Town wages war of pigs with Denmark

  • 2008-07-09
  • By Adam Mullett

PIGGY IN THE MIDDLE: Town residents may eat pork but they do not want too many pigs.

VILNIUS - Just to prove that the English speaking world doesn't have a monopoly on NIMBIES (not in my back yard) people from the northern town of Mazeikiai rallied outside the Danish embassy in Vilnius July 6 in anger at a Danish pig farmer whose operation they say is will create a nuisance that they can not stomach.
The owner of the farm, Erwin Nissan,  plans to expand his farm permit from 3,000 to over 12,000 pigs. He had previously attempted to get a permit for 54,000 pigs, but the local municipality and community fiercely opposed this.

Danish Ambassador Laurids Mikaelson collected the 3,000 signatures against the expansion of the farm, which currently has only 500 items of livestock.
The issue went to the highest court in Lithuania after the Mazeikiai municipal government's case was rejected and then rejected again on appeal.
Ironically Nissan  still has to fight for what he already had a right to, despite winning the two court cases.
"When he bought the farm, it was already rated for 12,000 pigs," Danish Embassy Deputy Head of Mission Mette Kruse said.

Despite winning both cases for the right to have his farm expansion, Nissan is still having problems and is trying to negotiate with the neighbors, who are required to give permission to him. The municipality's arguments against his plans  were found to be invalid, but they are still opposing him.
The municipality insists that the farm would not be environmentally friendly. Nissan has said an environmental investigation will take place on his farm.

The Danish embassy is backing their citizen and have slammed  protests against expansion.
The Danish embassy claim that a lack of "rule of law" was  stifling Lithuania in terms of economic development.
So strong is the feeling in  Danish diplomatic circles that the ambassador took a trip to the region in the far northwest of Lithuania to mediate the issue. Kruse, who is standing in for Mikaelson while he is on holiday, said the ambassador wants Lithuanians to respect the rulings of the court.
During the rally, Mikaelson tried to please the crowd by buying them pastries from the local bakery. After they refused the pastries, he ceased to communicate with the protesters.
Protester representative Vaidotas Jarmalavicius was angry  that the  ambassador was so patronizing to believe he could butter them up with pastries.

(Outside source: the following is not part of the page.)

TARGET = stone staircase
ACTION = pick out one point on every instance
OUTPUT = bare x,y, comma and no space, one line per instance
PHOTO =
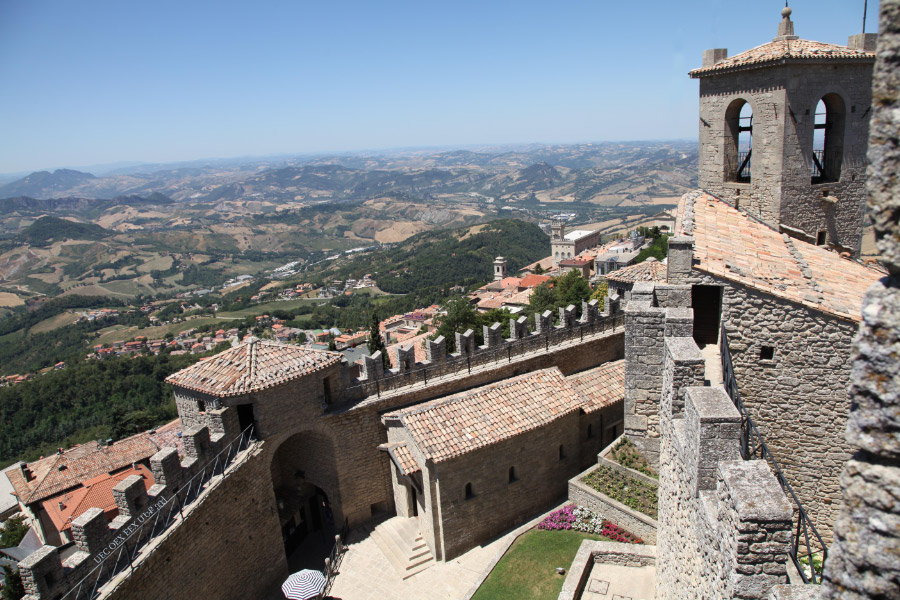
400,541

The ambassador saw this move differently. He intended the pastries as a gesture of good will whereby protesters could negotiate more comfortably.
"The ambassador thought this would be normal to have coffee and pastries because they got up early in the morning and had a long bus ride behind them. He wanted a good atmosphere," Kruse said.
Following the pastry debacle, the ambassador broke off communication with the protesters. "This was supposed to be a hand forward for communication," Kruse said. "It is seen some ways in some countries and other ways in other countries," she added.

The issue has become a sore spot for the ambassador who was forced to post an open letter regarding the issue.
"I feel indeed sorry about the negative reaction that Danish agriculture meets in some circles in Lithuania. Nobody, even the most environmentally conscious Lithuanian opposing Danish farming in Lithuania can deny that Denmark and the Danish people for decades have been among the leaders 's or the leader 's of the world when it comes to environmental policies and environmental consciousness of the population," Mikaelson wrote  on the Danish Embassy Web site

He went on to rubbish claims that Nissan's farm is not environmentally friendly.
"Why should Danish farmers doing business in Lithuanian agriculture be a threat to the Lithuanian environment? What about other farmers? My embassy supports modern farming as a genuine business, like any other business, on equal conditions and of course with full respect for all Lithuanian and European Union rules and laws, including environmental rules," Mikaelson wrote.